Table of Contents
MG4J provides a great flexibility in index construction. For instance, you can decide to drop parts you are not going to use (e.g., positions) and for interleaved or high-performance indices you can choose several different codes for the components of the index. All these choices have a significant impact on performance. Building a collection during the indexing phase will of course slow down the whole process.

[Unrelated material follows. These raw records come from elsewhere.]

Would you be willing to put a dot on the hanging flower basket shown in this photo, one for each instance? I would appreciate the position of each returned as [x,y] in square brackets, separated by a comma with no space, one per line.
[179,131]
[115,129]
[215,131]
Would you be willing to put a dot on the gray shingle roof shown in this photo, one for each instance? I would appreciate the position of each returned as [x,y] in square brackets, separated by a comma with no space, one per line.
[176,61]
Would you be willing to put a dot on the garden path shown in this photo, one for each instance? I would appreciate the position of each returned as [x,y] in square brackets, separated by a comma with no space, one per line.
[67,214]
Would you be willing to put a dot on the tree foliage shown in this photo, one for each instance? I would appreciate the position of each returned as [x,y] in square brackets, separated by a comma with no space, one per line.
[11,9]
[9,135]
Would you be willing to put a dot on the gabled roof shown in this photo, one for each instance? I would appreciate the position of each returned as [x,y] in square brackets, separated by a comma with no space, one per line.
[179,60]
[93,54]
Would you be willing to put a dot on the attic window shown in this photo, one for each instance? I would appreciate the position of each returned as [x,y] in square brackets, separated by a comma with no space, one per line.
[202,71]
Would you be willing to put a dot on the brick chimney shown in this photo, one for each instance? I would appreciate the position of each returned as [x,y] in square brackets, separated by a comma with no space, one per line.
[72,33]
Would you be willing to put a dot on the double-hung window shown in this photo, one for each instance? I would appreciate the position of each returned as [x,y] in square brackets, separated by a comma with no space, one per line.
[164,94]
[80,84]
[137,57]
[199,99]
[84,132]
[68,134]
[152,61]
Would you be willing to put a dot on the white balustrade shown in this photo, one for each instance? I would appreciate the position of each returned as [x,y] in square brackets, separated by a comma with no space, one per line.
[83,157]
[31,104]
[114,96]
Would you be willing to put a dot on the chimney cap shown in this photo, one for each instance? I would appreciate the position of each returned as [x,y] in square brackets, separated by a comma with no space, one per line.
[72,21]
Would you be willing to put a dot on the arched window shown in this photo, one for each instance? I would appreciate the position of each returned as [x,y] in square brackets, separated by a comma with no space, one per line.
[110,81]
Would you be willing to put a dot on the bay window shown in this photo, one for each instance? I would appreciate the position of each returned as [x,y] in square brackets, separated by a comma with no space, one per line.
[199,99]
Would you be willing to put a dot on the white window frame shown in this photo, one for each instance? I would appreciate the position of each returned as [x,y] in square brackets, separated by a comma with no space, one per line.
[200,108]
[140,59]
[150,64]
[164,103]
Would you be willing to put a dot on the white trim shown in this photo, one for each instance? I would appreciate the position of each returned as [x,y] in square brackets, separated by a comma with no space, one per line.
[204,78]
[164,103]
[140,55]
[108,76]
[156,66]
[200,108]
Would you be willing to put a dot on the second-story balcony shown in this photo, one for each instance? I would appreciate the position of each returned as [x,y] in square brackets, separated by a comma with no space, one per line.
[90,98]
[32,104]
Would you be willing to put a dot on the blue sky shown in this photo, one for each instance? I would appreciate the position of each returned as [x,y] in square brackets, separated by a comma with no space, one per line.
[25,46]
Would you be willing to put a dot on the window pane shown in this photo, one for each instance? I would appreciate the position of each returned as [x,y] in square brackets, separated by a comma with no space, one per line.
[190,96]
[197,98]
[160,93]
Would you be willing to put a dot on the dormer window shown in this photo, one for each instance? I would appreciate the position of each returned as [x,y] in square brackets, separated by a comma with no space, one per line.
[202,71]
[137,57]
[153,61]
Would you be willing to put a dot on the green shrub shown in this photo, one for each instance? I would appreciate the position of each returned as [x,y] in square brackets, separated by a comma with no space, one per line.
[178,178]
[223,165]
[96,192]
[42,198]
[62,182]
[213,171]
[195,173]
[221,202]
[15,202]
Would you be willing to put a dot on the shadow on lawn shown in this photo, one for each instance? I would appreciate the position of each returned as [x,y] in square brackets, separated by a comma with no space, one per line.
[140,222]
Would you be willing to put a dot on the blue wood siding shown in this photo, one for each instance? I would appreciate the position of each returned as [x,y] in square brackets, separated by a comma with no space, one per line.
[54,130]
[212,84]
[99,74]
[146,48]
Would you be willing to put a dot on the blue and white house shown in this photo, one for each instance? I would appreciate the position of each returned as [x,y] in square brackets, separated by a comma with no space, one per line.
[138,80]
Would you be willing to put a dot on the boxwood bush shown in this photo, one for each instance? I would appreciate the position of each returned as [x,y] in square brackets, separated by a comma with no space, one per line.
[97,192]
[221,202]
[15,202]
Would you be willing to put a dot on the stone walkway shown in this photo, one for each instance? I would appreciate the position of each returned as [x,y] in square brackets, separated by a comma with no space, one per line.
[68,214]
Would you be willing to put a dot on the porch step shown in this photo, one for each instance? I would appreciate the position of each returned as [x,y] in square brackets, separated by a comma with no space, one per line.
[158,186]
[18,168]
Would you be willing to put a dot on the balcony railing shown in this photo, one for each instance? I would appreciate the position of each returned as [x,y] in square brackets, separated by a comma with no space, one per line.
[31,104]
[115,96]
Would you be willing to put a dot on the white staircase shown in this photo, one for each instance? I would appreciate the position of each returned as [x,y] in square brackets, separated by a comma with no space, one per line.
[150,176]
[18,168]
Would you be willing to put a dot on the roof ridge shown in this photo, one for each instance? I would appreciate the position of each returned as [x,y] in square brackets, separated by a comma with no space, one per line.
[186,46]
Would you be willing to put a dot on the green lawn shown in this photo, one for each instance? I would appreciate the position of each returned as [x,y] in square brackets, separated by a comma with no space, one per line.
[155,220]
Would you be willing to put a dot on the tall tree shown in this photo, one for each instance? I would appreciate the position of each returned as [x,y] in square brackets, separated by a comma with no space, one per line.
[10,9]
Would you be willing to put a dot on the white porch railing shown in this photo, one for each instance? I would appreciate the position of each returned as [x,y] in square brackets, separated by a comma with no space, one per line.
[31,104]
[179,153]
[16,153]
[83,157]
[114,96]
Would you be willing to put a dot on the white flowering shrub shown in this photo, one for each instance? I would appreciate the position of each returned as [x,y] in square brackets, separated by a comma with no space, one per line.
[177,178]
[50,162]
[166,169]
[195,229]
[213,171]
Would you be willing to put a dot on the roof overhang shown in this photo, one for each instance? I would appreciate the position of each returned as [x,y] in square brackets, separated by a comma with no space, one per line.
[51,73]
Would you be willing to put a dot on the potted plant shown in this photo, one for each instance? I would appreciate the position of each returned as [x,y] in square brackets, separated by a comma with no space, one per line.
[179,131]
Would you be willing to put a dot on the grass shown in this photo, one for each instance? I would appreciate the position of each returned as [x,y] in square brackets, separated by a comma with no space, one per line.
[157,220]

In general building large batches is a good idea if you have a lot
memory; you can set the tentative batch size using the
-s
option. However, if your collection contains a large
number of terms (e.g., if it contains many hapax
legomena—terms that occur just once in the collection) a
very large number of objects will be generated. This can cause a massive
amount of garbage collection if you're relatively tight on memory. For
this reason, there is a limit on the number of terms indexed at once
(see the -M
option of
IndexBuilder
and
Scan
).
You can build indices using alternative file systems such as HDFS,
and even write your own IOFactory
implementation.
To use a Hadoop file system, just use the --io-factory
command line option and specify a suitable object: for example,
--io-factory
'it.unimi.di.mg4j.io.HadoopFileSystemIOFactory(hdfs://127.0.0.1:9000/)'
will use a local HDFS file system at port 9000. More information can be
found in the Javadoc documentation of
HadoopFileSystemIOFactory
.